The next morning his trachea fell out. It truly was the best spring break ever.

So on one hand cigarettes give you this brief neurochemical high where your brain gets these neat little neurotransmitters that swing by and say things like:

"Oh hey brain, you look hot in those capri pants!"

and

"Why no brain, your fauxhawk isn't lame at all"

Yet, while these awesome little dopamines are chilling with your brain, their crazy friends, Nicotine, Ammonia and that dick Carbon Dioxide have come over, gone uninvited into your lungs, started using foul language, getting really drunk and are being just generally unpleasant.

"Oh god, fine! Don't use a coaster!"

That new iPod your brain just got? Well, Ammonia got wasted on some left over PBRs and pissed on it.

That photo your brain took of a homeless guy for its college photography class? Nicotine thought it would look much better if it was microwaved.

And oh man, Carbon Dioxide, he's about to post this as your brain's Facebook status:


Yeah, like I said... dicks.

Moving on.

Me, being the impatient man-child who has problems with delayed gratification, I took to cigarettes like a bum to Cisco. Because I operate under the condition that the other shoe is always going to drop, I'm constantly searching for gratification that is stress-free and immediate. Enter sweet Nikki Nicotine, the ruin of many a poor lung.

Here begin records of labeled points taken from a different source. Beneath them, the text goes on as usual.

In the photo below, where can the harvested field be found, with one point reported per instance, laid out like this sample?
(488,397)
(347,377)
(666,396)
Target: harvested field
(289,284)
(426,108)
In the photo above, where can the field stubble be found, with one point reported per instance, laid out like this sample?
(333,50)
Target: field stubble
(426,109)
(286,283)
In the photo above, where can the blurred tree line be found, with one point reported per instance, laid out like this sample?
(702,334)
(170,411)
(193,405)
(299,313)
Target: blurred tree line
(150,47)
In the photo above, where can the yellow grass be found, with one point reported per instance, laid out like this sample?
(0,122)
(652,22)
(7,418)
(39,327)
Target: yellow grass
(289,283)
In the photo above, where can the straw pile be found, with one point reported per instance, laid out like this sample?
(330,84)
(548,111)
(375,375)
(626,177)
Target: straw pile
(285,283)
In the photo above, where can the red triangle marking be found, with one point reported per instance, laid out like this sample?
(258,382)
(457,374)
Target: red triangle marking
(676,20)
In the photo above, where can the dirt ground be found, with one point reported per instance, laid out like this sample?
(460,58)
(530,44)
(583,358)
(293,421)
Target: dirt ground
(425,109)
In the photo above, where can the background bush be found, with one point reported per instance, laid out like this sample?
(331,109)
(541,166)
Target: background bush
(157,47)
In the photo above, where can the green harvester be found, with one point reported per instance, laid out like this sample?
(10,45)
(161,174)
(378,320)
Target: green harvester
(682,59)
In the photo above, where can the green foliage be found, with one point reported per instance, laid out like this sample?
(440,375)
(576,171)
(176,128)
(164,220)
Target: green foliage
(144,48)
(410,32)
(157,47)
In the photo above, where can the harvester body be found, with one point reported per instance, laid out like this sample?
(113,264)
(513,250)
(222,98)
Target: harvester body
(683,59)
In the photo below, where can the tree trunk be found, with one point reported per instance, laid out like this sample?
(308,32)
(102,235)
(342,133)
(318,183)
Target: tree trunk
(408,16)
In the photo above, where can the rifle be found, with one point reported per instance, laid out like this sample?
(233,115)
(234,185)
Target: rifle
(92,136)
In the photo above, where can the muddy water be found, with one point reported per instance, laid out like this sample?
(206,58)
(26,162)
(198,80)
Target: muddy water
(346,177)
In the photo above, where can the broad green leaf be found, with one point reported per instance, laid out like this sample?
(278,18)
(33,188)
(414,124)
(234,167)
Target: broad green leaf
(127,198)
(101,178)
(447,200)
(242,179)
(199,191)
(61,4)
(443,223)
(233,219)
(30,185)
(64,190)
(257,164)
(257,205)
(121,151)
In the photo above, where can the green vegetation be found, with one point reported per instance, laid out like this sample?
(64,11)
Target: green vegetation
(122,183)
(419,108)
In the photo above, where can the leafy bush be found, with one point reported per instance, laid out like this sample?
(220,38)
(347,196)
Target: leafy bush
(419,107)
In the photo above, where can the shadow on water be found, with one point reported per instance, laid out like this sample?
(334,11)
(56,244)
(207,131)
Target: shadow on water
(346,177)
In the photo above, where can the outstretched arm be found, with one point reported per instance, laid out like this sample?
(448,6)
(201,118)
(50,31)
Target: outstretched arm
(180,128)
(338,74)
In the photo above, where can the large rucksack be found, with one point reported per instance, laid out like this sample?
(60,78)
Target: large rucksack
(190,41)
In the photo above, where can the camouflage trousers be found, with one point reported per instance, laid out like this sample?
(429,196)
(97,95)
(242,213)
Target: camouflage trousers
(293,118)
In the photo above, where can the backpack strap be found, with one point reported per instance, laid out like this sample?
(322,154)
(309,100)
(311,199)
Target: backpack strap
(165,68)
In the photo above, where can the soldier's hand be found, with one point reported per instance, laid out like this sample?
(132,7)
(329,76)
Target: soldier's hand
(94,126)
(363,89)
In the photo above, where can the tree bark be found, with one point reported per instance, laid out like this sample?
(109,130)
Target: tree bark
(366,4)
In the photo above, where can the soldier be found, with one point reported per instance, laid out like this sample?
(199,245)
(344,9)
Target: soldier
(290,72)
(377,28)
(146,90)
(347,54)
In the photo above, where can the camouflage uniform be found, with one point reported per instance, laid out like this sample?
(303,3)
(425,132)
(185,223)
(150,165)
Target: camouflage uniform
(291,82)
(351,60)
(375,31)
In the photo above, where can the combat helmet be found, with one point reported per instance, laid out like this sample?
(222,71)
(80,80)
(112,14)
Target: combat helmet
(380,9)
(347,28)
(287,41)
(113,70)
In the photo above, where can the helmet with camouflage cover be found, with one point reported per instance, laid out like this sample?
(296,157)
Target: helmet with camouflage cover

That is a part of why I'm quitting. It isn't only that cigarettes are terrible for me, they also represent a fundamental flaw in myself that I can no longer tolerate. I have to accept that whether I like it or not, bad things are going to happen, the trick being that I probably shouldn't expect them to. But in order to avoid the future I've either actively done nothing or overcompensated and done too much.

So I'm going to become friends with delayed gratification.

I'm not going to smoke cigarettes anymore because I'm accepting that while I may feel stressed out and overwhelmed in the moment, I doubt I will feel like that forever.

I'm not going to be afraid to write, because while the first draft may be shit, I can always improve it later.

If there's a girl I like, who I think is awesome in every way and who seems like one in a million, I'm not going to freak out over whether she'll call me back or not. If she's really that cool, she will.

Delayed gratification, I think this could be the start of something beautiful.

Thanks for everyone's support. Today was rough. I have some cool plans for this blog that I'm hoping I'll be able to pull off. If you've read this far: I lurv u. Enjoy the track.


Vlad Avdeyev - "Après Moi (Regina Spektor cover)"

1 comments:

Joyce said...

Do it, JDA. You are quality. Thanks for making me feel your patch.